IFAs must adapt urgently their proposals for high net worth clients to keep pace with an evolving market, according to David Thompson, managing director of Winterthur.
Speaking during the investment firm’s ‘A Wealth of High Net Worth Expertise’ roadshow, Thompson says competition is mounting fast from wealth managers, bancassurers and private banks.
He stressed the importance of offering a proposition encompassing will writing and investments, as well as IHT, retirement and tax planning, in order to fully service the needs of high net worth clients.
He says this must also be backed with a high level of customer service and a flexible investment offering.
In addition, Thompson pinpointed a “significant behavioural change” that has seen an increase in the number of high net worth individuals who are self-directed when it comes to making financial decisions.

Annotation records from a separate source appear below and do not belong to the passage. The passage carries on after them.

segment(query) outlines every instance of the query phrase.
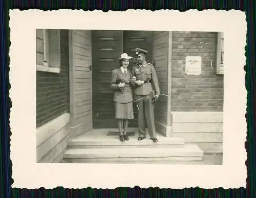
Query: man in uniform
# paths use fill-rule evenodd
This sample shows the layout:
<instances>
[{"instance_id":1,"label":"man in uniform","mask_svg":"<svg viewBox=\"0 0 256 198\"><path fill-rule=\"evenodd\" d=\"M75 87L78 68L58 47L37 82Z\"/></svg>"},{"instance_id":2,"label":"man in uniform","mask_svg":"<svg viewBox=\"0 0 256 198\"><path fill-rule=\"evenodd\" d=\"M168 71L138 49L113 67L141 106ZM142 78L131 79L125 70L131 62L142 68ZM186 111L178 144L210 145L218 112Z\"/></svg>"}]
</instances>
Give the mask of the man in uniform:
<instances>
[{"instance_id":1,"label":"man in uniform","mask_svg":"<svg viewBox=\"0 0 256 198\"><path fill-rule=\"evenodd\" d=\"M158 80L154 66L146 61L145 55L147 52L139 48L136 48L135 51L138 63L133 67L131 84L135 87L134 99L139 109L138 125L139 136L138 140L145 138L146 122L150 139L157 142L154 103L160 95Z\"/></svg>"}]
</instances>

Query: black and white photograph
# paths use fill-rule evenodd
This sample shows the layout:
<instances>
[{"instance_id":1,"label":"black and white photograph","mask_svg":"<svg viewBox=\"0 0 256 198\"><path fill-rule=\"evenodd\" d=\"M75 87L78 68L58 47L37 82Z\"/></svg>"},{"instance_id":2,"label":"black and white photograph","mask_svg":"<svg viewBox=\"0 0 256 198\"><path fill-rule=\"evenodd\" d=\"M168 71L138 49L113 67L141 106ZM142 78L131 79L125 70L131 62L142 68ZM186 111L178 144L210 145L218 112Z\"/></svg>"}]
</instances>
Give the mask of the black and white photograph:
<instances>
[{"instance_id":1,"label":"black and white photograph","mask_svg":"<svg viewBox=\"0 0 256 198\"><path fill-rule=\"evenodd\" d=\"M245 186L244 13L10 13L13 188Z\"/></svg>"},{"instance_id":2,"label":"black and white photograph","mask_svg":"<svg viewBox=\"0 0 256 198\"><path fill-rule=\"evenodd\" d=\"M36 30L38 162L222 164L223 32Z\"/></svg>"}]
</instances>

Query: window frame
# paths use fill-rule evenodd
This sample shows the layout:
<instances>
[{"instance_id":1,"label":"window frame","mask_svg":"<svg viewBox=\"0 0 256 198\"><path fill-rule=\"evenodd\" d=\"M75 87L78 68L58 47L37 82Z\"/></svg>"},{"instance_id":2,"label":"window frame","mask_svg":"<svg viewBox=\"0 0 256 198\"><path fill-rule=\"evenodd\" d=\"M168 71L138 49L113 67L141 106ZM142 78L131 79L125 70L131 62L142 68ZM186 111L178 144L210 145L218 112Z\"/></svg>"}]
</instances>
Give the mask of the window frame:
<instances>
[{"instance_id":1,"label":"window frame","mask_svg":"<svg viewBox=\"0 0 256 198\"><path fill-rule=\"evenodd\" d=\"M51 73L60 73L60 65L59 68L50 66L49 53L51 46L50 46L50 30L42 29L42 46L43 46L43 64L36 64L36 70ZM37 57L36 57L37 59Z\"/></svg>"},{"instance_id":2,"label":"window frame","mask_svg":"<svg viewBox=\"0 0 256 198\"><path fill-rule=\"evenodd\" d=\"M222 58L223 59L223 64L221 63L221 53L225 53L224 47L224 43L222 42L224 42L224 33L223 32L218 32L217 34L217 61L216 61L216 74L223 75L224 75L224 67L225 63L224 62L224 54ZM222 45L223 45L222 46Z\"/></svg>"}]
</instances>

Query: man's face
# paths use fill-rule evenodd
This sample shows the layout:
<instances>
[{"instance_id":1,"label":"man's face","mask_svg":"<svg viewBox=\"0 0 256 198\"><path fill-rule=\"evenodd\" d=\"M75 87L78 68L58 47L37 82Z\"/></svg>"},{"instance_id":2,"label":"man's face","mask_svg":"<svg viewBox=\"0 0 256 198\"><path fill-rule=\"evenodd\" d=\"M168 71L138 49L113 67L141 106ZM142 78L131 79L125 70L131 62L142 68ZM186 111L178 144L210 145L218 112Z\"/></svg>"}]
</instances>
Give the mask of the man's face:
<instances>
[{"instance_id":1,"label":"man's face","mask_svg":"<svg viewBox=\"0 0 256 198\"><path fill-rule=\"evenodd\" d=\"M144 56L140 56L137 57L137 60L139 64L142 64L145 60L145 57Z\"/></svg>"}]
</instances>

He says: “The high net worth market is experiencing significant growth – up 10% last year with a further 10% growth expected this year.
“This must be a huge market for advisers to penetrate, with clients typically cash rich, time poor.
“With an average age of 55, this group is the fastest growing sector of the UK population and it controls 80% of wealth.”
Thompson outlined Winterthur’s plans to meet the changing environment, saying: “Our priorities going forward will be to expand our presence and product portfolio and build on our service proposition and technological resources.
“This is an exciting time of change and we are ready to lead the way forward in the high net worth market.”
During the nationwide roadshow Thompson also identified Winterthur's target market as spanning 'mass affluent' individuals possessing at least £100,000 investable assets, with the core being 'high net worth' with over £250,000 in investable assets.
He went on to emphasise Winterthur's growing presence in the high net worth market, revealing a 55% increase in its high net worth advisers in 2006 from 2005 and outlining a further 35% targeted growth for 2006-2007.